The park or the Greenway. Our favorite secondhand book store or the swamp. If it's raining or boiling hot, try the library . . . on the far side of town. The McDonald's play-land will do in a pinch.
|Coolest ever four part fort.|
Oh, it always looks like it's going well. I thinks it's going well. And then, about four in the afternoon, things fall apart.
When we have a Saturday at home, we typically pass the day full-steam-ahead in project and cleaning mode. Bushes and shaggy hair get trimmed. Lawns get mowed. Pictures hung. Homework completed.
|John added a window.|
Eventually, though, they get bored. Their boredom seems to coincide with my peak efficiency. I am making progress, and suddenly and with little warning, they're reversing my progress.
|So Ainsley added one, too.|
Seriously, the girl is positively unstoppable.

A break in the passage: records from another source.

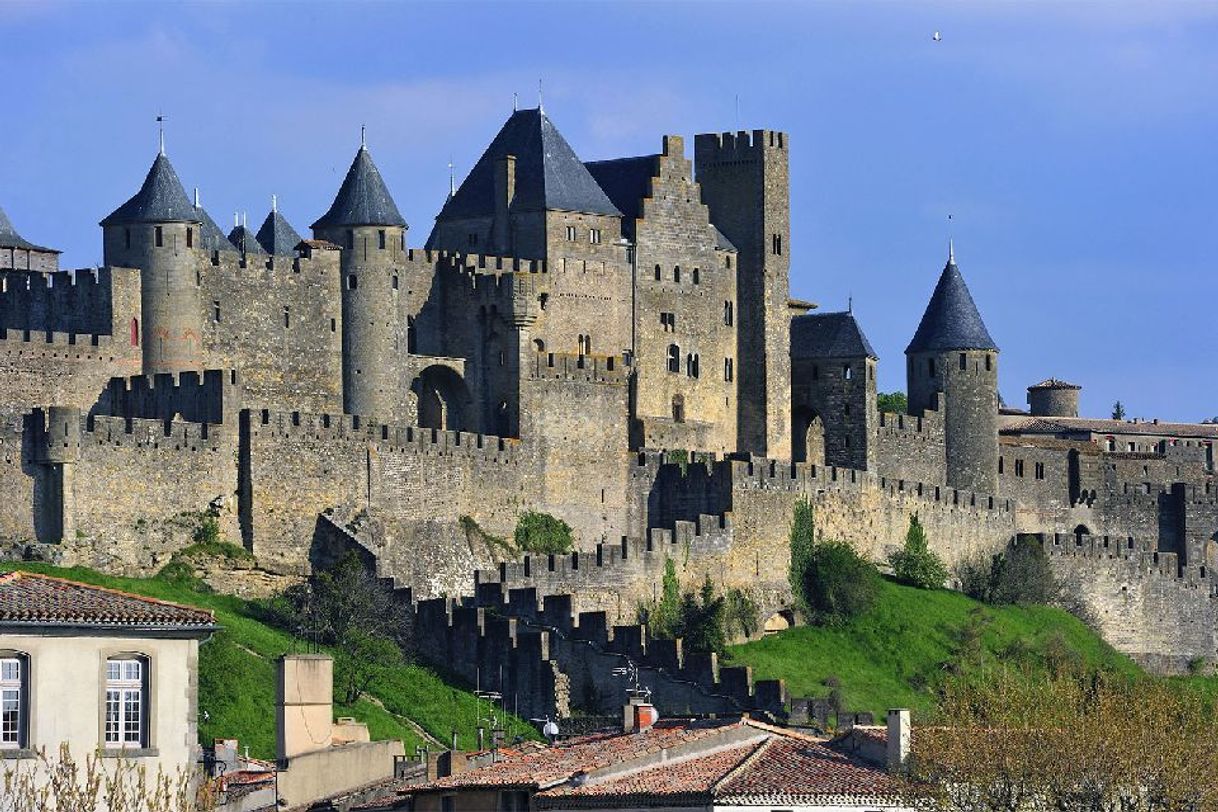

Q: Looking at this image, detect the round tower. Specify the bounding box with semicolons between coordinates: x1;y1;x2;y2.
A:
905;246;999;493
1028;377;1083;418
313;144;409;420
101;151;202;375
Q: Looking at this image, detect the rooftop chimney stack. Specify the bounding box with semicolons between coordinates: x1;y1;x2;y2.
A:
888;709;910;773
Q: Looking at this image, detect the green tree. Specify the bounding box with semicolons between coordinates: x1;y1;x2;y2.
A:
787;497;816;616
513;510;575;555
888;514;948;589
803;541;879;626
876;392;910;414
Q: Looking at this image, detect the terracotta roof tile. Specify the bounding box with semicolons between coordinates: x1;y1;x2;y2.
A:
0;571;216;629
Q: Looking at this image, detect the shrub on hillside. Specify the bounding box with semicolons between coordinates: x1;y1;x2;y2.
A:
888;514;948;589
513;510;575;555
801;541;879;626
957;536;1062;606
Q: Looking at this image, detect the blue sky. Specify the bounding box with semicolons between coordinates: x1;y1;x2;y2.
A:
0;0;1218;420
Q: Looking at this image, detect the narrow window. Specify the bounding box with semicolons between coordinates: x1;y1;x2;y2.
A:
0;654;29;750
105;657;147;747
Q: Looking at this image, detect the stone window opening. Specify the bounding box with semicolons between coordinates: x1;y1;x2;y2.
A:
102;655;149;747
0;651;29;750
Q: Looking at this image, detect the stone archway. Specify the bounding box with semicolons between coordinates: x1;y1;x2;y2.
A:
410;364;476;431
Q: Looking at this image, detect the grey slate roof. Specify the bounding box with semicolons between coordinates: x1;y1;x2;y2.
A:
0;208;60;253
101;153;200;225
905;259;998;353
195;206;236;251
229;225;267;253
258;209;301;256
436;110;621;220
790;313;879;360
313;146;406;229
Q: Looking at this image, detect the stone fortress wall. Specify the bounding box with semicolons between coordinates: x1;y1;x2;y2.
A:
0;111;1218;691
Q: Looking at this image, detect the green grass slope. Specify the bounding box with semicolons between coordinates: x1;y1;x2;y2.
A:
0;562;537;758
726;579;1139;718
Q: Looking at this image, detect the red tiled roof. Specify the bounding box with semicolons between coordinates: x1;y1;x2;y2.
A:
0;570;216;629
715;735;899;805
537;739;765;810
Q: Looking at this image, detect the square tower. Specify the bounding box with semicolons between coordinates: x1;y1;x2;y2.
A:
694;130;790;460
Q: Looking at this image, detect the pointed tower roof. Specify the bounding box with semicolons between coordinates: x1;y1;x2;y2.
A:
313;145;407;229
229;225;267;253
258;207;301;256
101;152;200;225
436;108;621;220
0;208;60;253
905;247;998;354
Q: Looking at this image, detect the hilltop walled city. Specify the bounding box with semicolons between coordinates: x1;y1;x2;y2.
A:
0;108;1218;715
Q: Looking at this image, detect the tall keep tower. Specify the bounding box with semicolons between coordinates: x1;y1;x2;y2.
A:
694;130;792;459
313;144;408;420
101;150;202;375
905;247;999;493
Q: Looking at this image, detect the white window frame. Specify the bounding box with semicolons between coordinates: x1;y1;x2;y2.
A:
102;656;149;749
0;654;29;750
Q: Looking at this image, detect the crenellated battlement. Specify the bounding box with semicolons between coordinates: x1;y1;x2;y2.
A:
245;409;520;464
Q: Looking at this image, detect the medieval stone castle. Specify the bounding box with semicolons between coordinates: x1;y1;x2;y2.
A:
0;110;1218;707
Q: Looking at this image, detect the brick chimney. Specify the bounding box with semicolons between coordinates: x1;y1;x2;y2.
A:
888;709;910;773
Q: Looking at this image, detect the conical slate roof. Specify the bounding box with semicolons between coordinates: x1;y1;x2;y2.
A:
0;208;60;253
790;313;879;359
195;206;236;251
436;110;621;220
101;152;200;225
229;225;267;253
905;254;998;354
258;209;301;256
313;146;406;229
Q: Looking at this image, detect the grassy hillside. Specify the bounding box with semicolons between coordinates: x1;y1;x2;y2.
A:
0;562;537;758
727;579;1139;717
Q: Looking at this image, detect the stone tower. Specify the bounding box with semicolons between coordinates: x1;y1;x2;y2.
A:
694;130;790;459
905;247;998;493
790;313;878;471
101;151;202;375
313;145;408;420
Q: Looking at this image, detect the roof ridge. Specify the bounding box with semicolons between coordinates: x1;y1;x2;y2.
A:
0;569;216;620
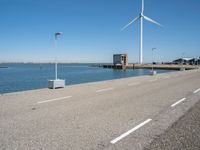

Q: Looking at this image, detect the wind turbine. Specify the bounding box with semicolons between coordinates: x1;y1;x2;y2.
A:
122;0;162;64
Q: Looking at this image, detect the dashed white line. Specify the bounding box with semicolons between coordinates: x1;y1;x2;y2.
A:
96;88;114;93
171;98;186;107
37;96;72;104
162;77;170;79
149;79;158;82
110;119;152;144
128;82;140;86
193;88;200;94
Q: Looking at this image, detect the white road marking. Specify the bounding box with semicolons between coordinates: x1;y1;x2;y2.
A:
96;88;114;93
149;79;158;82
110;119;152;144
128;82;140;86
37;96;72;104
193;88;200;94
171;98;186;107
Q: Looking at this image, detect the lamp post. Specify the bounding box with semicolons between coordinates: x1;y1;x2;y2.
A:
151;48;156;73
48;32;65;89
55;32;62;80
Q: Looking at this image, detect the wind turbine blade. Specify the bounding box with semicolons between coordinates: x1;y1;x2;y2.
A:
142;0;144;13
143;16;163;27
122;16;140;30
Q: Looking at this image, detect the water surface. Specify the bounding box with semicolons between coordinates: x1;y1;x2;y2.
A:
0;64;175;93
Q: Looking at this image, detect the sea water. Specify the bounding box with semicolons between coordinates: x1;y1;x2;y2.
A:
0;64;174;94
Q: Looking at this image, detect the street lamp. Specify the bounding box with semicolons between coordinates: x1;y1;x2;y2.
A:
48;32;65;89
150;48;156;75
55;32;62;80
151;48;156;72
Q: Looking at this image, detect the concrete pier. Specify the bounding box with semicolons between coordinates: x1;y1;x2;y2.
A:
0;69;200;150
102;64;197;70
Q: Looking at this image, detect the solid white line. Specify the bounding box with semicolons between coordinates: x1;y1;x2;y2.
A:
171;98;186;107
96;88;114;93
37;96;72;104
110;119;152;144
128;82;140;86
193;88;200;94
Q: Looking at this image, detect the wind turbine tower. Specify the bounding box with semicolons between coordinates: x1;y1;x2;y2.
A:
122;0;162;64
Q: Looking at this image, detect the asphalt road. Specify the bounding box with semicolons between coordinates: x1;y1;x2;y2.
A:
145;99;200;150
0;70;200;150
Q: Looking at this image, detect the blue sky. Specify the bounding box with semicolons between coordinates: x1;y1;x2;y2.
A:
0;0;200;63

These days it's art, art, and more art. And is this a bad thing? Of course not. But by the eighth hour of the day, when I have tripped over seven crayons, put away the markers three times, searched the entire length of the house for the tape that has gone missing, and spied those horrible little scraps of paper leftover by pages torn out of a notebook, well, I no longer see the developmental benefits of art of any kind. She might as well be spray painting the walls.

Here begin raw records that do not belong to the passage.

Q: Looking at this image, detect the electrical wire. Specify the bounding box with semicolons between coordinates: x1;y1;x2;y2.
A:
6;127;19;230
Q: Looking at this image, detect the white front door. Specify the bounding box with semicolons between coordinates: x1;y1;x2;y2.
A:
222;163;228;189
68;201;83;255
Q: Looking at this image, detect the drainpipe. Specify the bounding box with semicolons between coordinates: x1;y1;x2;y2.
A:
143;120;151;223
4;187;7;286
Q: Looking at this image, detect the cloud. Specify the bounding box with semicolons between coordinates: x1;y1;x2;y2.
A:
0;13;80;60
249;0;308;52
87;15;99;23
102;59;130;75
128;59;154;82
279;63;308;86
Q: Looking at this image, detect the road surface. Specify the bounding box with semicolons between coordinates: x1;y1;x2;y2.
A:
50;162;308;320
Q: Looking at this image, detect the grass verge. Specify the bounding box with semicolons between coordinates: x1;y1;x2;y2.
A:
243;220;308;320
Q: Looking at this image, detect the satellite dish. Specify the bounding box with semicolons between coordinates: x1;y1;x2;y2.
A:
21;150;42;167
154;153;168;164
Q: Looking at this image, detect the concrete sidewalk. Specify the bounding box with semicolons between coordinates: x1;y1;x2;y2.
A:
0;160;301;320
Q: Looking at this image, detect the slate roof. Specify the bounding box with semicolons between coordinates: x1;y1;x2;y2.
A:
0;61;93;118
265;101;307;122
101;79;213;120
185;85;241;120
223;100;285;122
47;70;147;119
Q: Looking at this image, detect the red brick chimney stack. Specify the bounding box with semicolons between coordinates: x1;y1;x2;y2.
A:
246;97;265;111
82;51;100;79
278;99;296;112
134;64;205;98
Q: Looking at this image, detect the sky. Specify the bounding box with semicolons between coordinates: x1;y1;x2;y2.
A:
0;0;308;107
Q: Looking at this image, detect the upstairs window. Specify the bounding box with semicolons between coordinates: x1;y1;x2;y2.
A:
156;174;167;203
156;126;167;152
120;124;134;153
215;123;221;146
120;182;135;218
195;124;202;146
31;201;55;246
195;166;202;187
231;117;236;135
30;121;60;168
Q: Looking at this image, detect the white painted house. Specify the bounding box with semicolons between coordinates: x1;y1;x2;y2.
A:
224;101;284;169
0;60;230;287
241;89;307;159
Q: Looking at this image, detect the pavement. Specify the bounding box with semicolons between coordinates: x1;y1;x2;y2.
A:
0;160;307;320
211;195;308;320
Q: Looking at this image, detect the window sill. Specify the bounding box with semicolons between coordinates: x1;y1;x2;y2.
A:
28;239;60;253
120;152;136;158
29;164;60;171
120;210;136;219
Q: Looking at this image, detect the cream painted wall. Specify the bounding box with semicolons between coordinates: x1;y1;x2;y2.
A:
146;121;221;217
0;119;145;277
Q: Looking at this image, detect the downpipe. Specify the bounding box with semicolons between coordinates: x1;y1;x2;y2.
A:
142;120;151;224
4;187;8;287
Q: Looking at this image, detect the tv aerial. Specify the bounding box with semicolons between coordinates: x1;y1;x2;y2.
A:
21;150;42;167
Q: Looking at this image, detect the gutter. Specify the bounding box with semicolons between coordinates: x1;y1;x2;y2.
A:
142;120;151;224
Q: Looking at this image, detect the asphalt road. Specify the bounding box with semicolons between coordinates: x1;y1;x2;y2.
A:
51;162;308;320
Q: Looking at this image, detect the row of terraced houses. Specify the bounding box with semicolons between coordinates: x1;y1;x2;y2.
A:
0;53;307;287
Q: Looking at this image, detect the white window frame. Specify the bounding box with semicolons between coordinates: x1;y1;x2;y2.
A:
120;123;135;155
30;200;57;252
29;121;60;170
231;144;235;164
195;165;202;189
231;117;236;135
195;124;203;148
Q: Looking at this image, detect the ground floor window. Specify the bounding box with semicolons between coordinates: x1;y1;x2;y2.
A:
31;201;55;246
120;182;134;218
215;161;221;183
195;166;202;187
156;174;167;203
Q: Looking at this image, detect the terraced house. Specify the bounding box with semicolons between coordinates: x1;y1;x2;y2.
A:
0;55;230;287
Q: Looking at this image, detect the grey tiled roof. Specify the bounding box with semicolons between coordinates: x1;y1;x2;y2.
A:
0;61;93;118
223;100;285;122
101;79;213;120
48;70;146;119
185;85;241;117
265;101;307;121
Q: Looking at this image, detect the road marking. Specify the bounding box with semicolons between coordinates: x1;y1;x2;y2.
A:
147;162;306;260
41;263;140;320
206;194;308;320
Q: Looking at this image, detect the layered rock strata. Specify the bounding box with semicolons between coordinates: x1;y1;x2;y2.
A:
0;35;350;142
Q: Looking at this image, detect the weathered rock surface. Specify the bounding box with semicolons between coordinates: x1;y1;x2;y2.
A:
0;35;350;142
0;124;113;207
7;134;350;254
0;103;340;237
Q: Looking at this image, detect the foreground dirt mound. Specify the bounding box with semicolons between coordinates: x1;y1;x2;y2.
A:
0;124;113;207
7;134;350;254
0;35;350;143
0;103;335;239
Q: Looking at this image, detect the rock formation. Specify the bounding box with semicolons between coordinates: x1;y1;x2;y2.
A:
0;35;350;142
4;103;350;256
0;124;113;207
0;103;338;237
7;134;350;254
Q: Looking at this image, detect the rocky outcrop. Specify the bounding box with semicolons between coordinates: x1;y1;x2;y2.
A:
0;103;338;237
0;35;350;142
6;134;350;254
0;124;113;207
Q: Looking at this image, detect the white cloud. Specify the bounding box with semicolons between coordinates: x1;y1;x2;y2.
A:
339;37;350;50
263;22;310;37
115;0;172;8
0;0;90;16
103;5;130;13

I begin formulating household management principles in my mind and even try to communicate a few on the fly.Things like:
A Place for Everything and Everything in Its Place.
If You Open it, You Close It.
If You Spill It, You Clean It Up.
And here is the thing: These are good and valuable lessons that I should (and do!) work on everyday. But the best time to make progress is not when Mom is tired and irritable. A friend of mine recently wrote an insightful article about self-control. We need self-control when we encounter out-of-control drivers on a crowded freeway, when we deal with acerbic customs officials at the tail end of a long trip, when we spend five hours waiting in the emergency room.

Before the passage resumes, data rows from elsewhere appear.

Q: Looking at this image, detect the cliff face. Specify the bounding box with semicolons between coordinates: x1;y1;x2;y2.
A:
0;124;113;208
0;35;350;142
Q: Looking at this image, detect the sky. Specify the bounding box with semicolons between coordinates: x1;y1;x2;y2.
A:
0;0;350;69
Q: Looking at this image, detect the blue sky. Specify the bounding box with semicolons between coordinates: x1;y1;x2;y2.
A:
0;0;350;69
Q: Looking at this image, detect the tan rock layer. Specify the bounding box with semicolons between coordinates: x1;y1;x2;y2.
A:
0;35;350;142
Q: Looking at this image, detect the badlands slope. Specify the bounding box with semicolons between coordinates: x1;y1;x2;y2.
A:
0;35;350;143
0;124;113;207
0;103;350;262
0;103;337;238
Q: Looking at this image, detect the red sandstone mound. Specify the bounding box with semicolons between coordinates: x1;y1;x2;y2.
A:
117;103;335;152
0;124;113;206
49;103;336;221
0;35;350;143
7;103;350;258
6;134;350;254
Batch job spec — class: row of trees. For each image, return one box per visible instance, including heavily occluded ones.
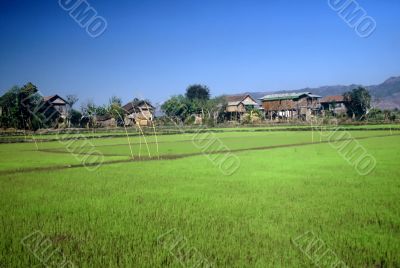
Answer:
[0,83,138,130]
[161,85,226,125]
[0,83,399,130]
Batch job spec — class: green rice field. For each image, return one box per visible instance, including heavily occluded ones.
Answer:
[0,125,400,267]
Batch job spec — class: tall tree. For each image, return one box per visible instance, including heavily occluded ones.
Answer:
[107,96,124,125]
[67,95,82,127]
[186,85,210,101]
[343,87,371,120]
[67,95,79,109]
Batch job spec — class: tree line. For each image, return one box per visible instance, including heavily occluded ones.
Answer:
[0,82,400,130]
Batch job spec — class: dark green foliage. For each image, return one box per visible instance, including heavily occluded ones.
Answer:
[343,87,371,120]
[186,85,210,100]
[70,110,82,127]
[0,83,58,130]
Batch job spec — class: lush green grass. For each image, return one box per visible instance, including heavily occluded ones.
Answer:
[0,126,400,267]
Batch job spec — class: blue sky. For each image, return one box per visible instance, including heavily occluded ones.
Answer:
[0,0,400,107]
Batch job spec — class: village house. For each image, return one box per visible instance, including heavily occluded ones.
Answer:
[43,95,69,119]
[260,92,321,121]
[122,99,155,126]
[321,96,347,116]
[225,95,259,120]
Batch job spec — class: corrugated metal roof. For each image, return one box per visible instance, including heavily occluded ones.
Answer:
[260,92,311,100]
[260,92,321,101]
[321,96,344,103]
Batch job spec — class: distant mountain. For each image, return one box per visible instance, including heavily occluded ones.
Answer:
[238,76,400,109]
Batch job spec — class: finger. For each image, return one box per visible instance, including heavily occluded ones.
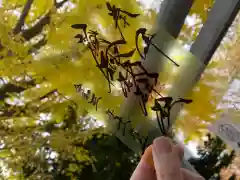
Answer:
[181,168,204,180]
[174,144,184,161]
[153,137,182,180]
[130,145,157,180]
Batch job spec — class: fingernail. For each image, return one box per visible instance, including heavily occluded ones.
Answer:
[142,145,154,169]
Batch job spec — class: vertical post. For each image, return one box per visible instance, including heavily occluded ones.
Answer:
[112,0,197,171]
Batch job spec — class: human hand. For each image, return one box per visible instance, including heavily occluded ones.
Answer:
[130,137,204,180]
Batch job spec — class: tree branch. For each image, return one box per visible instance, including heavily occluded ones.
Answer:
[13,0,33,34]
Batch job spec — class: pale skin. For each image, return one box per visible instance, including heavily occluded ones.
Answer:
[130,137,204,180]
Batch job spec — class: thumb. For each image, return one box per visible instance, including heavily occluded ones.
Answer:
[130,145,157,180]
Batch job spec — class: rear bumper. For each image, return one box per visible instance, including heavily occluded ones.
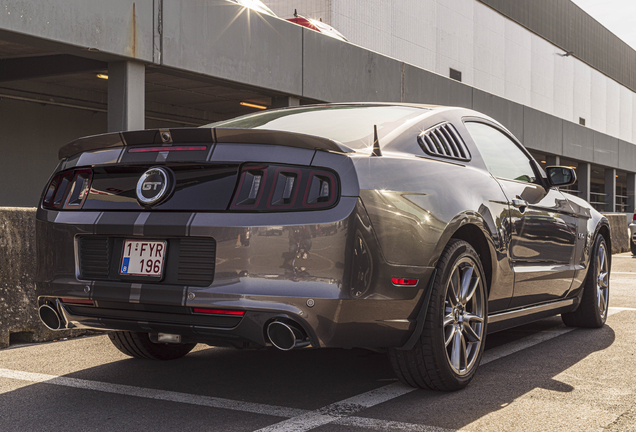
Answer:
[37,197,432,347]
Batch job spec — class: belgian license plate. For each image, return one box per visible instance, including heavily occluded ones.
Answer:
[119,240,167,277]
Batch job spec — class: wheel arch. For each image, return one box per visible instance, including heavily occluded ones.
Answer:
[447,223,493,291]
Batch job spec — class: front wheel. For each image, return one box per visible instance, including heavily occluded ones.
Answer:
[108,331,196,360]
[389,239,488,391]
[561,234,610,328]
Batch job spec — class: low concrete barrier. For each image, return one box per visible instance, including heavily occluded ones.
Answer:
[603,213,629,254]
[0,207,86,348]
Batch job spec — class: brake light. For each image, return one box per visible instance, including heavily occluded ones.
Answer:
[230,164,339,211]
[42,168,93,209]
[60,298,95,306]
[128,146,208,153]
[192,308,245,316]
[391,278,418,286]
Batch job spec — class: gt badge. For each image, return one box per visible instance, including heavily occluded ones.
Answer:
[137,167,173,206]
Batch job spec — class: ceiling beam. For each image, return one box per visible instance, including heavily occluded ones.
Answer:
[0,54,108,82]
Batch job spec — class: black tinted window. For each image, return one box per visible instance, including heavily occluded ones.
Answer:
[466,122,537,183]
[203,105,428,151]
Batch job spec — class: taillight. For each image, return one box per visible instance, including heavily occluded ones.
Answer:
[230,164,340,212]
[42,168,93,209]
[391,278,418,286]
[192,308,245,316]
[60,298,95,306]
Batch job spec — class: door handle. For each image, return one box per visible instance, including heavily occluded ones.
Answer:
[512,199,528,207]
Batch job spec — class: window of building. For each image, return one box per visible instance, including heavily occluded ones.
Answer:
[450,68,462,82]
[466,122,537,183]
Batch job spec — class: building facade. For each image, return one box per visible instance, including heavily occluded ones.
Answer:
[0,0,636,212]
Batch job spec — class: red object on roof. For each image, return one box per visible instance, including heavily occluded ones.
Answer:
[287,14,348,42]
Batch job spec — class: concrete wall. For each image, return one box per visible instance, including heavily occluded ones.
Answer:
[264,0,636,143]
[0,98,193,207]
[0,207,86,348]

But my friend added a brilliant piece of advice: The best practice in self-control comes when we're not in a crisis. We can practice self-control when we're not late for a doctor's appointment, rushing to catch a flight, urgently trying to meet a deadline.
Self-control is a virtue we can grow in the mundane dealings of life so that it's waiting there in times of crisis.
So back to last Saturday. Progress on several fronts! But then I'm tripping over more markers and trying to dodge princess dolls and puzzle pieces. And replacing pillows that have migrated to the floor. And picking up stray playing cards and Silly Putty and a yo-yo and a magnifying glass.
This is the point at which I should have regrouped, loaded up the troops, and headed across town.
Discretion, I hear, is the better part of valor. Because this post simply demands an adage, I think I can throw that one in here. The best strategy in a moment of frustration in the midst of what was (mostly) a highly productive day would have been a simple one: Change the scenery. While the little people clamored around the McDonald's play-land, I could have sipped a mocha frappe and brainstormed brilliant, creative ways to work on those habits and routines that could use a little attention.
But I'm no quitter.
I spied John swiping the stapler.
I remember years ago Danielle Bean wrote a funny, funny post about her dear dad -- the father of nine, if memory serves -- who chained a pair of scissors to the kitchen counter.
Where, exactly, can I buy one of these chains? Because I am totally in the market for one . . . or twenty. We could anchor the living room throw pillows, the toothpaste, Dad's favorite flashlight, the remote, the good scissors.
But back to John who was about to abscond with the stapler. See, he had been hard at work at the dining room table making a book about wepens (sic). Now isn't that special? He was making a book about wepens (sic)! And, of course, he wanted to bind his book. And that, too, should be special, but, really, I was just miffed. The stapler was leaving the room, and, rest assured, it would not return anytime soon. I'd find it on the bathroom sink or in the silverware drawer or next to John's pillow. And this was only a big deal because it was the 86th item I had put back in about 90 minutes. Seems I have a limited capacity for stuff out of place, and that limit happens to be 86 plus a stapler.
"Don't take the stapler out of the room," I told John, perhaps a bit gruffly."Bring your book to the stapler."
John shot me a look of shock and incredulity. Bring the book to the stapler????? His eyes were wide; his jaw was slack. I began to lament that my deepest fears were true, that I have, in fact, taught these kids precisely nothing.
But then he said, "Mom, there's peanut butter all over the stapler."
And that, friends, is what I'm up against.